If the job is harder when there are more items, then the time complexity is likely linear, \(O(n)\text{.}\) If not, then it is \(O(1)\text{.}\)
Section 25.10 Analyzing Array Based Lists
Subsection 25.10.1 Time Complexity of Array Based List Operations
Now that we have seen how to analyze the time complexity of various code constructs, we can apply that knowledge to figure out the time complexity of common operations on array based lists. As we do so, remember that accessing a single element in an array takes constant time, \(O(1)\text{,}\) because we can compute the memory address of any element directly using its index.
Most operations on an array based list either take constant time, \(O(1)\text{,}\) or linear time, \(O(n)\text{.}\) Any operation that involves shifting elements in the array will take linear time, because in the worst case we might have to move all n elements. Operations that just involve accessing or modifying a single element, or adding an element to the end of the list (when there is enough capacity), will take constant time.
Any algorithm that does not involve a loop or function call takes constant time, \(O(1)\text{.}\) This includes algorithms like:
T ArrayList<T>::get(int location) const {
return m_arr[location];
}
void ArrayList<T>::set(int location, const T& newValue) {
m_arr[location] = newValue;
}
void ArrayList<T>::removeEnd() {
m_size--;
}
The algorithms that involve loops generally take linear time, \(O(n)\text{.}\) Even though the loops in something like
insertAt and removeAt do not always run n times, in the worst case they might have to move all n elements (if we are inserting or removing at the start of the list). Therefore, we say that these operations take linear time, \(O(n)\text{.}\)
Even an average case for these operations would involve moving some percentage of the overall elements. If we assume that on average items are inserted at the middle of the list, than each insertion only has to move half of the elements, or \(n/2\text{.}\) But half of \(n\) is still \(O(n)\text{.}\)
void ArrayList<T>::insertAt(int location, const T& insertItem) {
// Shift elements up to make room for the new item
for (int i = m_size; i > location; --i) { // O(n)
m_arr[i] = m_arr[i - 1]; // O(1)
}
m_arr[location] = insertItem; // O(1)
++m_size; // O(1)
}
Subsection 25.10.2 Insert End and Amortized Time
There is one tricky case for analyzing the efficiency of array based lists: inserting at the end.

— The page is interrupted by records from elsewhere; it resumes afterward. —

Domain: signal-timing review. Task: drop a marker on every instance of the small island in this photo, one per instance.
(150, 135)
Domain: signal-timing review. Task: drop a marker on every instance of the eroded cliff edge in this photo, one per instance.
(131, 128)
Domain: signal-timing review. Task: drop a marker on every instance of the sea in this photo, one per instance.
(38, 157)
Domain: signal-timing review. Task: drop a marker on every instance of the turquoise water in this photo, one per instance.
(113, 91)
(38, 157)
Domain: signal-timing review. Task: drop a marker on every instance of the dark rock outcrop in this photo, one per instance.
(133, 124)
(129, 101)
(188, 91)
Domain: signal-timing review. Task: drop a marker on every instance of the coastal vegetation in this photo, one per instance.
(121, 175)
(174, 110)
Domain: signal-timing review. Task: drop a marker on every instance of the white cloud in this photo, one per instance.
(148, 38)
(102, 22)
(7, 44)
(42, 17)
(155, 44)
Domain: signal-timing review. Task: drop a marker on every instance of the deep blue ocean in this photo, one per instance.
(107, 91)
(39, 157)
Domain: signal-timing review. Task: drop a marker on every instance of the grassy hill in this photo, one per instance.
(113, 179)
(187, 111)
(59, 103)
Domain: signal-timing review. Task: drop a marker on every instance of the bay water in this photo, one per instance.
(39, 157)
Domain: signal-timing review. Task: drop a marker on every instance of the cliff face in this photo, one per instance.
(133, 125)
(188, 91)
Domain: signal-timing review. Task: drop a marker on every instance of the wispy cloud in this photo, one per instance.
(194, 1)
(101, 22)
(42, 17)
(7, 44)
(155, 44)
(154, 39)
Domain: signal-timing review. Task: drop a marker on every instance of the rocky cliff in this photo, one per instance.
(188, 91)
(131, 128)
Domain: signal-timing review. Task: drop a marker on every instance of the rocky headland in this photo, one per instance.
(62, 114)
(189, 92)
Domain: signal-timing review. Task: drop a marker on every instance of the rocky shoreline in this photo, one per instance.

Most of the time, we have space already allocated in the array. So we can place the value at the next available position and then increment the size. Both of these operations take constant time, \(O(1)\text{.}\)
However, if the array is full, we have to resize it first by calling a function like
grow. Resizing involves allocating a new, larger array, and then copying all the existing elements to the new array. This copying step takes linear time, \(O(n)\text{,}\) because we have to copy all n existing elements.
So inserting at the end sometimes takes constant time, \(O(1)\text{,}\) and sometimes takes linear time, \(O(n)\text{.}\) To analyze this situation, we use a concept called amortized time. The idea is to look at the average time taken over a sequence of operations.
When we double the size of the array each time we resize, we can show that the average time per insertion is still constant time, \(O(1)\text{.}\) To see why, consider a sequence of insertions starting with an empty list and an initial capacity of 1. We will count each insertion as taking 1 unit of time. When we have to resize, we will count each copy operation as taking 1 unit of time as well.
-
The first insertion takes 1 unit of time to insert.
-
The second insertion requires a resize. First we copy the 1 existing element into an array of size 2, which takes 1 unit of time, and then we insert the new element, which takes another unit of time.
-
The third insertion also requires a resize. We copy the 2 existing elements into an array of size 4, which takes 2 units of time, and then insert the new element, which takes 1 unit of time.
-
The fourth insertion takes 1 unit of time to insert.
-
The fifth insertion requires a resize. We copy the 4 existing elements into an array of size 8, which takes 4 units of time, and then insert the new element, which takes 1 unit of time.
-
And so on...
In table form, it looks like:
| Insertion # | Copy Work | Insertion Work | Work In This Step | Total Work So Far |
|---|---|---|---|---|
| 1 | 0 | 1 | 1 | 1 |
| 2 | 1 | 1 | 2 | 3 |
| 3 | 2 | 1 | 3 | 6 |
| 4 | 0 | 1 | 1 | 7 |
| 5 | 4 | 1 | 5 | 12 |
| 6 | 0 | 1 | 1 | 13 |
| 7 | 0 | 1 | 1 | 14 |
| 8 | 0 | 1 | 1 | 15 |
| 9 | 8 | 1 | 9 | 24 |
To figure out the worst case, we can focus on the insertions where an array resize occurs. Since we grow by doubling from 1 to 2 to 4 to 8 to 16 and so on, which are powers of 2, the most expensive insertions are all at these powers of 2 + 1. 2, 3, 5, 9, 17, ... will be the points at which we have just spent the most time. The steps that come after those are the ones that get to take advantage of the extra space that is then available.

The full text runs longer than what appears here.